PrintE-mail Written by Andrew Marshall

Arcanum Unbounded collects all of fantasy author Brandon Sanderson’s short fiction set within the Cosmere, a cosmos encompassing numerous planets on which operate diverse cultures and distinctive forms of magic, some of which are also host to power-bestowing Shards of a shattered god.

Each section is prefaced by a brief overview of the solar system in which the subsequent stories take place, with the only missing setting being the world of Warbreaker (as there are no other tales set there), while each tale is postscripted by Sanderson’s thoughts on its content and the inspiration behind writing it.

Beginning things strong is award-winning novella The Emperor’s Soul, in which a forger expert in magically altering the nature of objects must, under threat of execution, create an artificial soul to revive the empire’s recently assassinated ruler, who is only mostly dead. Although set on the same planet as Elantris it takes place in a different part of the world and so functions perfectly well as a standalone tale, and a pretty damn good one at that.

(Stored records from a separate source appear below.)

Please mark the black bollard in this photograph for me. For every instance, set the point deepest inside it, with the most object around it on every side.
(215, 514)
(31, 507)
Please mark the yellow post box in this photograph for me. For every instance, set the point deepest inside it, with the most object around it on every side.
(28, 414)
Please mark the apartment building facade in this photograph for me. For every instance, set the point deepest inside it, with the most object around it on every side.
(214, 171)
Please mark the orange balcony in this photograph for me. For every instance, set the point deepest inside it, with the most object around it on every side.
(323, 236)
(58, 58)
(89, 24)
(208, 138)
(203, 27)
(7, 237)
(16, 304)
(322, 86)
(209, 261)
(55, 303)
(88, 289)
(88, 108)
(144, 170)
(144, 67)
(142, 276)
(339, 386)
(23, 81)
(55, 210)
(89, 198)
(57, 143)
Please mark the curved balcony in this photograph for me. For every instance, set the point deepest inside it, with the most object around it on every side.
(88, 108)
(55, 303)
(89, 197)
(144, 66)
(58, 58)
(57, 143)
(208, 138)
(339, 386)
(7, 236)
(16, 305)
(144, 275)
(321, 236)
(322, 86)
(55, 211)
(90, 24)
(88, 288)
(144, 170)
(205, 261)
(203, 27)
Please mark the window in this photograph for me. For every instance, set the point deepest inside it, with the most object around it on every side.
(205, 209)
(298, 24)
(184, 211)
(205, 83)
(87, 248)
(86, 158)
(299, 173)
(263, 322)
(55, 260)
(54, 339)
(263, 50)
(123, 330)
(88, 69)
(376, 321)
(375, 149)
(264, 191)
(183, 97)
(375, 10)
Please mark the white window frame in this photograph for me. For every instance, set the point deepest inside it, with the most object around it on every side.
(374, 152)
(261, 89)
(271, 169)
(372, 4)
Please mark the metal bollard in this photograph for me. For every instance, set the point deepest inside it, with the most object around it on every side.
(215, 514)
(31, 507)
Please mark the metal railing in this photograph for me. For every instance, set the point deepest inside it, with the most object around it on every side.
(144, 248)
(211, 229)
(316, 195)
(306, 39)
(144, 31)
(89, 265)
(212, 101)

The Hope of Elantris, meanwhile, retells part of the novel’s climax from a different perspective. The weakest of the collection, it’s a somewhat melodramatic exercise, which the postscript freely admits.

The Eleventh Metal is a prequel short featuring Mistborn antihero Kelsier early in his training, revealing a man far more at the mercy of his rage than the accomplished warrior, thief and con man we meet in The Final Empire, and slightly expanding on the brief flashes of his backstory we became privy to, along with the subtlety by which unseen forces were already influencing him.

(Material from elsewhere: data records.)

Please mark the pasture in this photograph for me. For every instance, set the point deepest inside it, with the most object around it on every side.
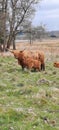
(30, 100)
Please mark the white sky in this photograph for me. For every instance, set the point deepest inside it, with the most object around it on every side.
(48, 14)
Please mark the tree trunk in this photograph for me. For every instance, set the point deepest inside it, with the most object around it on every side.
(14, 46)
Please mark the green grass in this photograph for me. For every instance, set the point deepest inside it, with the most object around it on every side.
(28, 100)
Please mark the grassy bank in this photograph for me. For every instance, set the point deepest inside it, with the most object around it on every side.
(28, 100)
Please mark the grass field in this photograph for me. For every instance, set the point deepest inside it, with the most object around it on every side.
(29, 100)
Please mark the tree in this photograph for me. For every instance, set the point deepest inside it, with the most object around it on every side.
(17, 13)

Allomancer Jak and the Pits of Eltania is a fantastically entertaining comedic outing, relaying an excerpt from the self-aggrandised autobiographical exploits of the eponymous adventurer, with regular sardonic footnotes (at least one per page) from his long-suffering companion pointing out grammatical errors and narrative inconsistencies. Imagine ‘60s TV series Batman as magical steampunk told in a first-person narrative with running commentary by Animated Series Alfred and you’re most of the way there.

Another novella, Mistborn: Secret History retells the surprise death of a significant character towards the climax of The Final Empire and continues on to relate their time as a spirit, confirming the subtle hints throughout the rest of the trilogy that their influence could still be felt, while also revealing the behind-the-scenes war of divine powers.

White Sand is a graphic novel series set on a desert world, partly focusing on the lowest member of an order whose members are stratified by their ability to control the magic of the planet’s sand. While the included excerpt is an engaging introduction, the colour comic is reprinted in black and white for obvious financial reasons, but in doing so is robbed of its true realisation. Added for contrast is the opening of the unpublished novel on which the comic was based, highlighting just how much better the story works in a visual medium.

Although laboriously titled, Shadows for Silence in the Forests of Hell is another highlight, telling of an innkeeper and her daughter who moonlight as bounty hunters, using the reward money to maintain the silver barriers around their remote tavern that hold at bay the malevolent shades haunting the vast forest in which they live. More a horror tale than fantasy, even in its short length it presents its wonderfully eerie setting fully formed and utterly compelling.

Like Shadows, Sixth of the Dusk takes place on a world not seen in any novel, featuring a tracker sailing around an uninhabited archipelago whose stock in trade is the islands’ bird species which bestow various psychic abilities, and whose way of life is in danger of being infringed upon by advancing civilisation. Although an interesting deconstruction of the ‘noble savage’ pulp archetype, the scope of the story feels too limited, despite including the frustratingly unelaborated revelation that at least one civilisation somewhere in the Cosmere has developed space flight.

Finishing things is the previously unpublished novella Edgedancer, featuring the teenage thief Lift from an interlude chapter in Words of Radiance being driven by a sense of obligation she doesn’t yet understand to attempt to prevent a murder. While Lift is one of the more interesting (and certainly less annoying) characters from the novel, the story still feels as incidental as her previous appearance, ultimately adding little to the sprawling narrative planned for the ongoing Stormlight Archive series.

Overall, Arcanum Unbounded is a lengthy and mostly engaging collection; certainly one for completists who are determined to learn all they can about the Cosmere and its hidden secrets, and also people who just love well-crafted fantasy tales.